You know, I rarely do a basic-basic tutorial, but recent events inspired me! I put together four maxi skirts from African wax print cotton (two adult and two matching toddler skirts), and the project was delightful. Besides the kidney-shaped pocket pieces, every aspect of the skirts were rectangles: the body of the skirt, the waistband, the sash, and the sash carriers.
I got to thinking that I can put together a lovely sash in my sleep, but I had troubles earlier on in my sewing career. While no tutorial can cover *every* eventuality, this is a basic tutorial from a sash made of a stable, woven, nonstretch knit. You need your sash strip – the width and length of the finished sash plus a seam allowance per side.
As you can see above, I cut my sash with a rotary cutter. Tearing is also a great way to get the sash right on the grain; not all wovens tear that well. YOu want everything along the crossgrain as much as possible.

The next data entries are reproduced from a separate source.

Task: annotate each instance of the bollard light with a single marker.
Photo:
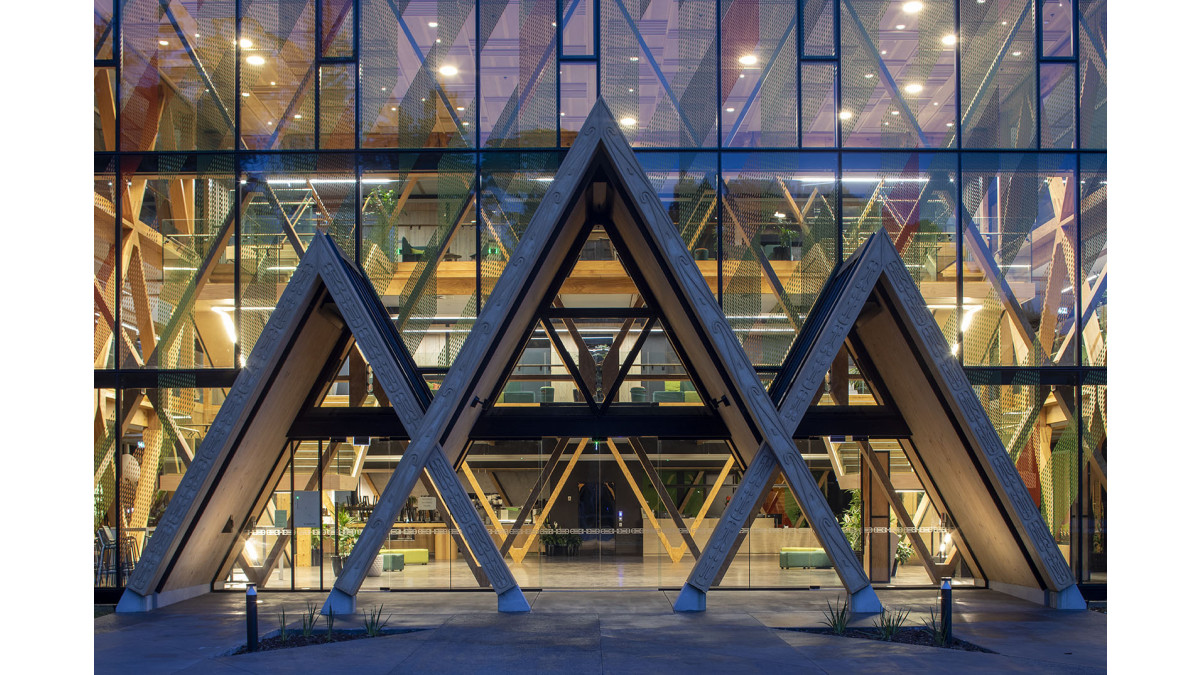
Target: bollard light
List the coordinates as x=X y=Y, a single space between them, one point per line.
x=947 y=608
x=251 y=619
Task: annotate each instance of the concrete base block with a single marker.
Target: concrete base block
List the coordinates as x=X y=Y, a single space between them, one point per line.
x=690 y=599
x=513 y=601
x=864 y=601
x=340 y=603
x=1066 y=598
x=132 y=602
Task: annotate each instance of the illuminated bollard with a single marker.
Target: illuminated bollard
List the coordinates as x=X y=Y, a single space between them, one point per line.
x=947 y=608
x=251 y=619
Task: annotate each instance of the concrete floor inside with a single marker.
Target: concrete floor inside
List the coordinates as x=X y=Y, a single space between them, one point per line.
x=601 y=632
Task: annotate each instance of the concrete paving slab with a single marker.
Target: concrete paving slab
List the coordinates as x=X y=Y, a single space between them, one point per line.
x=599 y=632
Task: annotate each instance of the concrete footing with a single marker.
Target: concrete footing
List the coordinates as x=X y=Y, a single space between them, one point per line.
x=690 y=599
x=340 y=603
x=864 y=601
x=511 y=601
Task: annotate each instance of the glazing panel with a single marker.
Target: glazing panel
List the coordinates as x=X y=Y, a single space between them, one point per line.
x=1093 y=72
x=157 y=443
x=1057 y=29
x=999 y=84
x=105 y=120
x=819 y=35
x=102 y=33
x=178 y=75
x=288 y=199
x=418 y=73
x=277 y=73
x=1019 y=268
x=579 y=31
x=577 y=94
x=177 y=297
x=898 y=73
x=108 y=559
x=779 y=244
x=419 y=248
x=759 y=73
x=665 y=52
x=1059 y=106
x=912 y=197
x=517 y=75
x=1093 y=290
x=1095 y=502
x=337 y=29
x=513 y=186
x=105 y=264
x=819 y=109
x=337 y=107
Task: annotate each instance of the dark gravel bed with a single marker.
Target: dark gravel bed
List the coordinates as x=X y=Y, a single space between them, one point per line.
x=912 y=635
x=297 y=639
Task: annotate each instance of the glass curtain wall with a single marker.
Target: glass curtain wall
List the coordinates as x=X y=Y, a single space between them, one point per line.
x=421 y=136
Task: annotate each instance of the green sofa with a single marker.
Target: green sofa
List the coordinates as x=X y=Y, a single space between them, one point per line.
x=394 y=560
x=803 y=556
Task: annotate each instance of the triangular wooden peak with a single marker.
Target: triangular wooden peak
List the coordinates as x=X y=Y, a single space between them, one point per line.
x=873 y=306
x=327 y=309
x=600 y=183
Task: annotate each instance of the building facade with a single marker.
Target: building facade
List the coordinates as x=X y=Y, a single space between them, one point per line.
x=420 y=137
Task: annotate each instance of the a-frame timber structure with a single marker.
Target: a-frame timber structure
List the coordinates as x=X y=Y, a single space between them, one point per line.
x=871 y=308
x=327 y=310
x=600 y=183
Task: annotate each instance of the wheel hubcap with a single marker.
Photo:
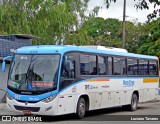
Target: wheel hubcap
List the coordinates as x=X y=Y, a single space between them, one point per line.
x=81 y=109
x=134 y=102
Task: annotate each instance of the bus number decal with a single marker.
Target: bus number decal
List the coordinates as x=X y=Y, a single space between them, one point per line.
x=128 y=83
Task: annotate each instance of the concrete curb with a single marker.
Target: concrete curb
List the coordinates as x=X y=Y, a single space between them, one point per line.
x=3 y=106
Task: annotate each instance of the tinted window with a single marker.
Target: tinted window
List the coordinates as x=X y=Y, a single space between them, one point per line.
x=68 y=67
x=153 y=68
x=143 y=67
x=88 y=64
x=132 y=67
x=119 y=66
x=110 y=66
x=101 y=65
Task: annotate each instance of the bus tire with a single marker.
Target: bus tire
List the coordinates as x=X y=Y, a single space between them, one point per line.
x=134 y=103
x=81 y=108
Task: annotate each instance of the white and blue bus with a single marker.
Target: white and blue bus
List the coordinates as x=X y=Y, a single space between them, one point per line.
x=57 y=80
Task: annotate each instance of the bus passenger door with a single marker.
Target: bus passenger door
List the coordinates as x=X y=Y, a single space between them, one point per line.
x=98 y=98
x=107 y=99
x=66 y=101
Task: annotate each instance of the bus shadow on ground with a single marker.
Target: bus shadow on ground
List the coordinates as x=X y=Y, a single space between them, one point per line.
x=95 y=115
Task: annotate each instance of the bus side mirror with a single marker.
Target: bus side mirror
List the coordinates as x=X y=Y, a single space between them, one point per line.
x=3 y=66
x=4 y=62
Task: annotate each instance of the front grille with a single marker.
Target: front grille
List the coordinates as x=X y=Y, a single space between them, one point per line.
x=27 y=101
x=22 y=108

Next, I fold the sash right sides together, lengthwise, and give them a light press. In this photo you can tell the strip is right sides together as the gold metallic print is only on the right side of the fabric:
Then right sides together I sew up the long edge, leaving about a 2″ gap in the middle of the long edge. I backstitch firmly at this gap:
Taking the piece to the ironing board, I iron the seam allowances back toward the main part of the strip – one at a time. I do this for both long edge seam allowances, and all four short edge seam allowances. This is a great time to really use that iron to press the strip into a flat shape:
At the gap, I carefully fold down the seam allowance and press that too:
Now, it’s time to turn the sash right-sides out. Leaving the gap in the center of the strip makes it easier to turn. If the sash is narrow, I use a wooden chopstick to turn:
Close the gap of the sash by a slip-stitch or machine topstitch, give a final press – and voila!